Здесь можно было, конечно же, просто остановиться - и пережидать, в общем - на прямых ногах, почти стоя. Но нельзя было ни развернуться, ни примоститься поудобней. Сверху бил непрерывный полок леденящего воздуха с вершины горы, словно бы стремясь сдуть его вниз, куда его и так постоянно оттягивала тяжёлая заплечная ноша. Невзирая на этот поток, он был, под одежной, мокрый как мышь, и лишь тёплый плащ, не дающий ветру подобраться к телу, спасал его от того, чтобы простудиться насмерть . Пот тёк у него по лицу, из под натянутого на голову капюшона, и он постоянно утирал его рукавом плаща, орудуя плечом, чтобы не отрывать заледеневших, плохо слушающихся пальцев от той надёжной каменной опоры, в которую они так лихорадочно, и так отчаянно вцеплялись.
Выхода у него не было - вернуться, начиная с какого-то определенного момента, было уже попросту невозможно. Он должен был ползти и ползти - упрямо, безнадёжно вверх, лишь уповая на то, что силы не покинут его окончательно до того, как закончится, наконец, эта проклятая лестница. Постепенно движения рук у него у него стали совершенно бессмысленными, чисто механическими. И в голове не осталось ни единой мысли, ни единого соображения, а лишь одно отчаянное, непроизносимое желание, чтобы это всё, наконец, кончилось бы тем или иным образом.

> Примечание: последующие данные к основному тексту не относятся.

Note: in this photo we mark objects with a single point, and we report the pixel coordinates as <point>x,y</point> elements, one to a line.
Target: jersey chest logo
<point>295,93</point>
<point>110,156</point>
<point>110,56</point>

Но всему в этом мире, рано или поздно, наступает своё завершение. Совершенно бездумно, уже совершенно не глядя вверх, нащупывая рукой очередную ступеньку, он, вдруг, обнаружил, что она почему-то гораздо шире, чем все предыдущие. Подняв же взгляд кверху, он понял, что над головой уже нет убегающего ввысь бесконечного ряда ступеней. И осознал с невыразимым облегчением, что таки достиг, наконец, какой-то ровной площадки.
Перевалиться через край последней ступеньки, и заползти на неё, особенно же с заплечным мешком сзади, оказалось делом совсем не лёгким. Пришлось, под конец, подкидывать тело кверху совершенно негнущимися ногами, чтобы перевалить его через гребень последней ступени, ползя по ней, как извивающийся дождевой червь по мокрой земле.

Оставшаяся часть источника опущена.